George, You know, you really have a point there. A DVD of job interviews with prospective private sector employers by former career RI state government unionized employees (teachers included) could turn out to be a best seller. However, whether it would be classified as “tragedy” or “comedy” is an open issue. In all seriousness, I agree with you that they don’t have a clue, as demonstrated by their comments (and some by their leaders, too) both here and elsewhere. While we can cynically laugh at it, I think it is only a symptom of a much larger problem, that goes beyond RI and indeed beyond the United States. All around the world, the gulf has widened between the deal given to unionized public sector employees and the private sector taxpayers who pay for their salaries and benefits, and enjoy the rude service and low productivity they too often get in exchange. And that includes a growing gulf between unionized private sector employees and their public sector brethren. The sad part of the story is the public sector unionistas inability or unwillingness to face reality. Some public sector union members blame the anger they see as either a symptom of a problem that could be cured through more private sector unionization (somehow, the existence and lesson of all those successful Toyota and Honda plants in the U.S. and all those failing GM and Ford plants in the same country has escaped them).
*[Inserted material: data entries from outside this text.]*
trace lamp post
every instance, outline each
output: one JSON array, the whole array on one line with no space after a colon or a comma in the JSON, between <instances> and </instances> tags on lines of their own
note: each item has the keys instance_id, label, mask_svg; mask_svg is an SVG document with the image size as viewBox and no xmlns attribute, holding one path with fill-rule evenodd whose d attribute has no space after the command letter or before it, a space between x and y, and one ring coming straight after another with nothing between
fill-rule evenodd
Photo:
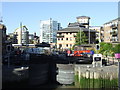
<instances>
[{"instance_id":1,"label":"lamp post","mask_svg":"<svg viewBox=\"0 0 120 90\"><path fill-rule=\"evenodd\" d=\"M79 24L79 32L80 32L80 44L81 44L81 28L80 28L80 24Z\"/></svg>"},{"instance_id":2,"label":"lamp post","mask_svg":"<svg viewBox=\"0 0 120 90\"><path fill-rule=\"evenodd\" d=\"M89 44L90 44L90 29L89 29Z\"/></svg>"},{"instance_id":3,"label":"lamp post","mask_svg":"<svg viewBox=\"0 0 120 90\"><path fill-rule=\"evenodd\" d=\"M118 60L118 90L120 90L120 53L116 53L115 58Z\"/></svg>"}]
</instances>

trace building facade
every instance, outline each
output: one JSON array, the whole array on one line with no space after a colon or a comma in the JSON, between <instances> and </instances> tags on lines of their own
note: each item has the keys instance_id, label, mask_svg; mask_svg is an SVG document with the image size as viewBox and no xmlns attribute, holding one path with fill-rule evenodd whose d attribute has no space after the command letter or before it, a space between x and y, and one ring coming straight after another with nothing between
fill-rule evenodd
<instances>
[{"instance_id":1,"label":"building facade","mask_svg":"<svg viewBox=\"0 0 120 90\"><path fill-rule=\"evenodd\" d=\"M103 24L104 42L117 43L120 42L120 24L119 18L111 20Z\"/></svg>"},{"instance_id":2,"label":"building facade","mask_svg":"<svg viewBox=\"0 0 120 90\"><path fill-rule=\"evenodd\" d=\"M63 50L72 48L73 45L75 44L76 35L80 30L85 33L88 39L89 39L88 32L90 31L90 44L95 43L95 38L96 38L95 30L89 30L87 28L79 27L79 26L67 27L57 32L57 48Z\"/></svg>"},{"instance_id":3,"label":"building facade","mask_svg":"<svg viewBox=\"0 0 120 90\"><path fill-rule=\"evenodd\" d=\"M60 29L60 23L51 18L49 20L40 21L40 43L56 43L57 31Z\"/></svg>"},{"instance_id":4,"label":"building facade","mask_svg":"<svg viewBox=\"0 0 120 90\"><path fill-rule=\"evenodd\" d=\"M89 29L90 17L88 16L78 16L76 17L77 22Z\"/></svg>"},{"instance_id":5,"label":"building facade","mask_svg":"<svg viewBox=\"0 0 120 90\"><path fill-rule=\"evenodd\" d=\"M29 44L29 32L26 26L21 26L14 31L17 35L17 44Z\"/></svg>"},{"instance_id":6,"label":"building facade","mask_svg":"<svg viewBox=\"0 0 120 90\"><path fill-rule=\"evenodd\" d=\"M78 16L77 22L69 23L67 28L57 32L57 48L70 49L75 44L75 38L78 32L83 31L88 38L89 44L94 44L96 41L96 31L89 29L90 17Z\"/></svg>"}]
</instances>

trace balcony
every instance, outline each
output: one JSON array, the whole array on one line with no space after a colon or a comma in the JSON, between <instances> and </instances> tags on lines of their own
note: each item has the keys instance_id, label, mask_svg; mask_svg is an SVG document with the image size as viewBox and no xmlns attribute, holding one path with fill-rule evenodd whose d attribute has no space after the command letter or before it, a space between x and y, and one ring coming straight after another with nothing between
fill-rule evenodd
<instances>
[{"instance_id":1,"label":"balcony","mask_svg":"<svg viewBox=\"0 0 120 90\"><path fill-rule=\"evenodd\" d=\"M116 24L112 24L110 27L115 29L115 28L118 27L118 25L116 25Z\"/></svg>"},{"instance_id":2,"label":"balcony","mask_svg":"<svg viewBox=\"0 0 120 90\"><path fill-rule=\"evenodd\" d=\"M74 37L77 37L77 35L74 35Z\"/></svg>"},{"instance_id":3,"label":"balcony","mask_svg":"<svg viewBox=\"0 0 120 90\"><path fill-rule=\"evenodd\" d=\"M116 36L118 34L118 32L117 31L111 31L110 34L113 35L113 36Z\"/></svg>"},{"instance_id":4,"label":"balcony","mask_svg":"<svg viewBox=\"0 0 120 90\"><path fill-rule=\"evenodd\" d=\"M64 35L57 35L57 38L64 38Z\"/></svg>"}]
</instances>

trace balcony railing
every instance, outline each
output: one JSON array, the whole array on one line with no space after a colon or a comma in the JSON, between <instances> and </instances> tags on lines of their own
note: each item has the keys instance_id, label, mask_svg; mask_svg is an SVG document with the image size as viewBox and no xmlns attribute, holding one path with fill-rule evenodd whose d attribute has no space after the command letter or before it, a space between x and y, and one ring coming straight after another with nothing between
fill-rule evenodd
<instances>
[{"instance_id":1,"label":"balcony railing","mask_svg":"<svg viewBox=\"0 0 120 90\"><path fill-rule=\"evenodd\" d=\"M117 31L111 31L110 34L112 34L112 35L117 35L118 32L117 32Z\"/></svg>"},{"instance_id":2,"label":"balcony railing","mask_svg":"<svg viewBox=\"0 0 120 90\"><path fill-rule=\"evenodd\" d=\"M117 28L118 25L117 25L117 24L112 24L110 27L111 27L111 28Z\"/></svg>"}]
</instances>

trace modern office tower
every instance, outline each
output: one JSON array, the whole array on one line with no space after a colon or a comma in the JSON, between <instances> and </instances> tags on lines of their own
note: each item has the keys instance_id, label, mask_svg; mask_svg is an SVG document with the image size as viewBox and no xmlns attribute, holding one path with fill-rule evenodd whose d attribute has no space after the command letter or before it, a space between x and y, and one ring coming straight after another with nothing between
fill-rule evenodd
<instances>
[{"instance_id":1,"label":"modern office tower","mask_svg":"<svg viewBox=\"0 0 120 90\"><path fill-rule=\"evenodd\" d=\"M56 43L57 42L57 31L61 29L60 23L52 20L40 21L40 43Z\"/></svg>"},{"instance_id":2,"label":"modern office tower","mask_svg":"<svg viewBox=\"0 0 120 90\"><path fill-rule=\"evenodd\" d=\"M87 16L78 16L76 17L77 22L89 29L90 17Z\"/></svg>"},{"instance_id":3,"label":"modern office tower","mask_svg":"<svg viewBox=\"0 0 120 90\"><path fill-rule=\"evenodd\" d=\"M29 44L29 32L26 26L20 26L14 31L18 44Z\"/></svg>"},{"instance_id":4,"label":"modern office tower","mask_svg":"<svg viewBox=\"0 0 120 90\"><path fill-rule=\"evenodd\" d=\"M75 38L78 32L83 31L88 38L86 43L94 44L96 41L96 31L89 30L79 22L69 23L67 28L57 31L57 48L71 49L75 45ZM90 36L89 36L90 35Z\"/></svg>"},{"instance_id":5,"label":"modern office tower","mask_svg":"<svg viewBox=\"0 0 120 90\"><path fill-rule=\"evenodd\" d=\"M90 26L89 27L90 30L95 30L96 31L96 40L99 40L99 42L102 42L103 38L103 30L102 30L102 26Z\"/></svg>"},{"instance_id":6,"label":"modern office tower","mask_svg":"<svg viewBox=\"0 0 120 90\"><path fill-rule=\"evenodd\" d=\"M117 43L120 42L120 24L119 18L111 20L103 24L104 42Z\"/></svg>"}]
</instances>

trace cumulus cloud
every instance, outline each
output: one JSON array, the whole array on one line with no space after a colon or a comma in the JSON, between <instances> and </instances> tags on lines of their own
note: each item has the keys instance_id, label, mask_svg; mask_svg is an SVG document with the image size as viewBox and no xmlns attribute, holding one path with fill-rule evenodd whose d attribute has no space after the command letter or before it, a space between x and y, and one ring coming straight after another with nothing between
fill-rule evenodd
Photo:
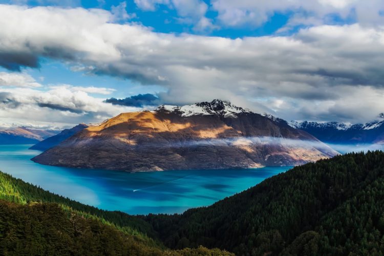
<instances>
[{"instance_id":1,"label":"cumulus cloud","mask_svg":"<svg viewBox=\"0 0 384 256\"><path fill-rule=\"evenodd\" d=\"M111 98L110 99L106 99L104 102L111 103L114 105L141 108L144 106L155 106L158 105L159 103L159 99L153 94L146 93L145 94L133 95L125 99Z\"/></svg>"},{"instance_id":2,"label":"cumulus cloud","mask_svg":"<svg viewBox=\"0 0 384 256\"><path fill-rule=\"evenodd\" d=\"M0 117L3 122L56 123L56 126L79 122L98 122L124 112L141 108L115 105L89 95L79 87L50 87L42 91L33 88L8 88L0 92Z\"/></svg>"},{"instance_id":3,"label":"cumulus cloud","mask_svg":"<svg viewBox=\"0 0 384 256\"><path fill-rule=\"evenodd\" d=\"M135 13L130 14L126 11L126 2L122 2L118 6L112 6L111 12L113 15L114 22L125 22L136 17Z\"/></svg>"},{"instance_id":4,"label":"cumulus cloud","mask_svg":"<svg viewBox=\"0 0 384 256\"><path fill-rule=\"evenodd\" d=\"M336 8L330 3L321 4ZM55 58L87 73L162 86L162 101L219 98L288 120L362 121L384 110L382 27L322 25L291 36L232 39L156 33L113 24L112 16L96 9L0 5L0 53L7 55L0 65L17 70Z\"/></svg>"},{"instance_id":5,"label":"cumulus cloud","mask_svg":"<svg viewBox=\"0 0 384 256\"><path fill-rule=\"evenodd\" d=\"M94 86L90 87L81 87L81 86L73 86L71 84L59 84L51 86L50 87L51 89L57 89L57 88L64 88L68 89L72 92L84 92L88 93L95 94L103 94L103 95L109 95L111 94L116 91L115 89L112 88L106 88L105 87L95 87Z\"/></svg>"}]
</instances>

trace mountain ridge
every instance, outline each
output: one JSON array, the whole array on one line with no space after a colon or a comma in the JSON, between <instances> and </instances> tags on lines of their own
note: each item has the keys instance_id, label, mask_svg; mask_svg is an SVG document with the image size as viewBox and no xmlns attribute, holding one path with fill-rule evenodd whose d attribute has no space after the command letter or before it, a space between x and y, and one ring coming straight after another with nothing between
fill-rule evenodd
<instances>
[{"instance_id":1,"label":"mountain ridge","mask_svg":"<svg viewBox=\"0 0 384 256\"><path fill-rule=\"evenodd\" d=\"M290 125L305 131L326 143L384 144L384 115L382 113L378 116L376 120L364 124L292 121Z\"/></svg>"},{"instance_id":2,"label":"mountain ridge","mask_svg":"<svg viewBox=\"0 0 384 256\"><path fill-rule=\"evenodd\" d=\"M290 145L291 141L303 144ZM32 160L148 171L294 165L337 154L286 122L214 100L121 113L84 129Z\"/></svg>"}]
</instances>

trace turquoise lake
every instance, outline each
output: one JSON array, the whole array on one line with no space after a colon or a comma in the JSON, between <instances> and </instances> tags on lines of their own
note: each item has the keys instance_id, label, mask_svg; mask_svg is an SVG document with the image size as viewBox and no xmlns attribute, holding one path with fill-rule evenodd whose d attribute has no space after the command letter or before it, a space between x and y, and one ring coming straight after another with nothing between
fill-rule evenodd
<instances>
[{"instance_id":1,"label":"turquoise lake","mask_svg":"<svg viewBox=\"0 0 384 256\"><path fill-rule=\"evenodd\" d=\"M289 167L131 173L50 166L31 145L0 145L0 170L101 209L130 214L181 213L241 192Z\"/></svg>"}]
</instances>

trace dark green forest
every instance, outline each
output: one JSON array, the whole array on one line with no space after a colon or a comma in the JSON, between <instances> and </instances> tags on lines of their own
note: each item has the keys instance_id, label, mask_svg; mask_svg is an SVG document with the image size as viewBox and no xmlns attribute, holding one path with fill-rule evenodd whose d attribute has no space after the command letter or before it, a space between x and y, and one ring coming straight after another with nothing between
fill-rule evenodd
<instances>
[{"instance_id":1,"label":"dark green forest","mask_svg":"<svg viewBox=\"0 0 384 256\"><path fill-rule=\"evenodd\" d=\"M144 218L170 248L237 255L384 254L384 153L295 167L208 207Z\"/></svg>"},{"instance_id":2,"label":"dark green forest","mask_svg":"<svg viewBox=\"0 0 384 256\"><path fill-rule=\"evenodd\" d=\"M85 205L0 172L0 255L227 255L170 250L147 222Z\"/></svg>"},{"instance_id":3,"label":"dark green forest","mask_svg":"<svg viewBox=\"0 0 384 256\"><path fill-rule=\"evenodd\" d=\"M1 254L384 254L379 151L297 166L182 215L103 211L2 173L0 185Z\"/></svg>"}]
</instances>

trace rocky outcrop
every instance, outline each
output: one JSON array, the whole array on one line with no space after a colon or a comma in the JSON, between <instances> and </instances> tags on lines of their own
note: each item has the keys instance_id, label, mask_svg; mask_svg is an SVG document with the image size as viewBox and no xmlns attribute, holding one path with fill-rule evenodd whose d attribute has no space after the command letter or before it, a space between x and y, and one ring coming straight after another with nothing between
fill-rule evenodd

Others basically say that we should all tighten our belts to meet their demands because the work they do is morally superior to what we do in the private sector. Or perhaps just raise taxes on the evil rich (haven’t seen a public sector union comment yet about the implications of the latest IRS data on the share of… Read more »
So a higher unemployment rate is the way to get Rhode Island back on its feet?
That’s the impression I get from reading the above post.
Think about it like a Rose bush, or perhaps a Rhododendron (pun intended).
Sometimes you’ve to prune the thing in order to save it and allow it to grow more healthy.
Now with a Rose bush, you prune it delicately with scissor like snippets.
With the RI Public Unions, I recommend something more substantial, like an Ax or a chainsaw.
I really need work badly… just part-time, but I am hoping to build up a business welking, feeding and playing with people’s cats and dogs, other animals and fish (can you walk a fish? How do you get the leash to stay on?)
Also watering plants. I am eager to work for an honest dollar.
Really, folks, it would keep me off the Internet and blogging… which should make most of you so happy!
BTW, isn’t an “anchor rising” the sign of a ship about to sail away?
Just posing the question.
Richard, needing sleep and work, in the lovely environmentally pure Ocean State.